Success and growth as a musician are different things. But, they are connected. If success is of the right kind, comes in good time, and one has the ability to digest it, it can be a great aid to achieving growth as a musician. On all counts, I cannot complain.

I have heard it said that an Indian musician does not achieve any credibility amongst Western audiences until he also commands a considerable presence and stature amongst audiences at home. This is not the way it has worked for me. US and European audiences opened up to me before the Indian market acquired serious interest in my music. Even today, when I am well established in India, almost seventy percent of my work is abroad.

There is a good reason for my exceptional success abroad. In the West, nobody cares about whose son you are, or whether your father is still around and whether you are still considered a “promising artist”. The market is willing to give you an opening if you deliver the goods, appeal to the imagination of audiences, and make people happy. Every decent musician can do this. But, the Western market also expects you to conduct yourself professionally – and this, every Indian musician cannot do. I have made a better headway abroad not because I am a great musician, but because I am a no-fuss, easy-to-deal-with guy who also delivers musical value. I don’t expect to be treated either like a king or God; I handle all my travel arrangements on my own, arrive at the venue in time, do my thing, collect my cheque, and disappear until the next time. It has taken me more than fifteen years to arrive at a situation of people valuing my music, independently of my professionalism.

Having achieved prior success abroad has helped me immensely in dealing with the Indian market. Whatever success I have in India today has been achieved with my self-esteem intact -- without the crawling, maneuvering, networking, and deal-making that dominates the world of professional Hindustani music. Because of my success abroad, I can command my price in India. It is not as if I do not do small concerts, subsidized concerts or even free concerts, in India. But, I have the freedom to do them when I so wish and for my own reasons. I don’t have to do them either because I am desperate enough to accept peanuts, or because I fear the consequences of poor visibility.

Having done well abroad has also helped me musically -- allowed me the time to liberate my Indian presence from the towering shadow of Ustad Vilayat Khan’s music. Had I been more dependent on Indian audiences for my livelihood, the market may have forced me to become a Vilayat Khan clone. You and I know what Ustad Vilayat Khan means to me musically. I cannot cease to be Vilayat Khan’s son and disciple any more than I can cease to be myself. I also love doing some of Ustad Vilayat Khan’s stuff – even willfully in addition to doing it unconsciously. But, I don’t want to be coerced into reaffirming my lineage at every concert, and in every raga.

By now, when India is taking me seriously, I am past forty -- no longer a kid. Nobody in his right mind can expect me to be a replica of Vilayat Khan at this stage in my life. I am not saying that the chain of expectations has been entirely broken. I can still hear orgasmic sighs and moans piercing the silence when, once in a while, I resort to a Vilayat Khan cliché. But, nobody feels cheated if I don’t do it.

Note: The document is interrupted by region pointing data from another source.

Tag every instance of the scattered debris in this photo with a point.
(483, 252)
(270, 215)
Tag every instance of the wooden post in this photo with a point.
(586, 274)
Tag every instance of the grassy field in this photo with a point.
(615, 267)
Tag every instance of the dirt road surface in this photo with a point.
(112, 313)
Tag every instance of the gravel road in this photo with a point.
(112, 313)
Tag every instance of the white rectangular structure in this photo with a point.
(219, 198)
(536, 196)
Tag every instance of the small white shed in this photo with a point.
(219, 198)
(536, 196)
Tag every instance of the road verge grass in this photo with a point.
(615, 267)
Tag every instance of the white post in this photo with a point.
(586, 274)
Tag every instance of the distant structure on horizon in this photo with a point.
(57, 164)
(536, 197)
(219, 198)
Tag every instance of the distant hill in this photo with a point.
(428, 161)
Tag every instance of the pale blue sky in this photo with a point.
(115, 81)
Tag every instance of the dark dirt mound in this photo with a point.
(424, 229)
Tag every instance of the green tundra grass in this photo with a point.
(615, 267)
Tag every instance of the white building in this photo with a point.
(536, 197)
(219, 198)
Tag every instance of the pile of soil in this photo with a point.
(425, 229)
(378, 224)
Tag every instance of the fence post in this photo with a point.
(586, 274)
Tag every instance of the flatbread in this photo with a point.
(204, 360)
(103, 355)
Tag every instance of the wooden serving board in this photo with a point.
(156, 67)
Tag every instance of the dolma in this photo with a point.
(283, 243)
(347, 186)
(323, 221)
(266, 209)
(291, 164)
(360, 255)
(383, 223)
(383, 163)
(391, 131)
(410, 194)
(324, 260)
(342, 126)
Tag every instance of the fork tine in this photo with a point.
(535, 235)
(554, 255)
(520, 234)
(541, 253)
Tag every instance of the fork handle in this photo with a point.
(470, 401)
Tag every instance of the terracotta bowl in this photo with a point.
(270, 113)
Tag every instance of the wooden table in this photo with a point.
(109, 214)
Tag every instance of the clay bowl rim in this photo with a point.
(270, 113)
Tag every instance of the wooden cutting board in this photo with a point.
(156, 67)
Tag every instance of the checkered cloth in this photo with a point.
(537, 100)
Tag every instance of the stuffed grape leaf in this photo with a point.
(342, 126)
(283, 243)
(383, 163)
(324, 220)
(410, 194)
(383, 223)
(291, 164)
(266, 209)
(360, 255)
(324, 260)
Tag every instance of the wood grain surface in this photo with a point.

With the passage of time, of course, an entirely new generation of listeners has emerged. To them, Ustad Vilayat Khan or Pandit Ravi Shankar or Ustad Ali Akbar Khan – though they are all alive – are only as real as Mahatma Gandhi or Jawaharlal Nehru. These audiences are willing to accept me for what I am. So, from every angle, my prior success abroad has worked well for me. Of course, every gain demands a price. The price I have to pay for this is that I am away from my family for almost six months in a year.

I have often been asked how different the content of my music abroad is from the music I perform in India. Today – and increasingly over the last three or four years – there is no difference. But, I am a very situation-to-situation musician, and the environment affects me. Under ideal conditions, I deliver superlative music. Under less-than-ideal conditions, I deliver only competent music. The West provides me with ideal conditions far more consistently than India does.

By conditions, I mean the concert halls, the sound systems, the professionalism of the concert hosts, and the conduct of the audiences. Amongst these factors, the acoustic environment is the most important. I agree that in my grandfather’s time, great sitar music was performed without acoustically engineered concert halls and without electronic amplification. In those days, the audiences were small – 100/150 people – the sitars were designed to address these audiences effectively without amplification, and the music was appropriate for those conditions. Unfortunately, my music is a product of the microphone era and I play an instrument designed for electronically manipulated delivery of output. I have been pampered by the opportunity of performing at the finest concert halls in the US and Europe. The contrast hurts.

Audiences abroad will not allow me to stagnate
With the success and financial comfort I have achieved by now, my music could easily have stagnated. But, I am not satisfied with the music I am playing and, as I grow, my musical perceptions are also changing. Also, fortunately for me, the quality of my audiences, especially in the US and Europe, will not allow me to stagnate. I do not have any strategy for change at each stage. Nor do I – as a rule – analyze my music. But, when queried about it, I can look back and decipher some patterns of experimentation I have been through. The residue of each stage has probably remained in my music.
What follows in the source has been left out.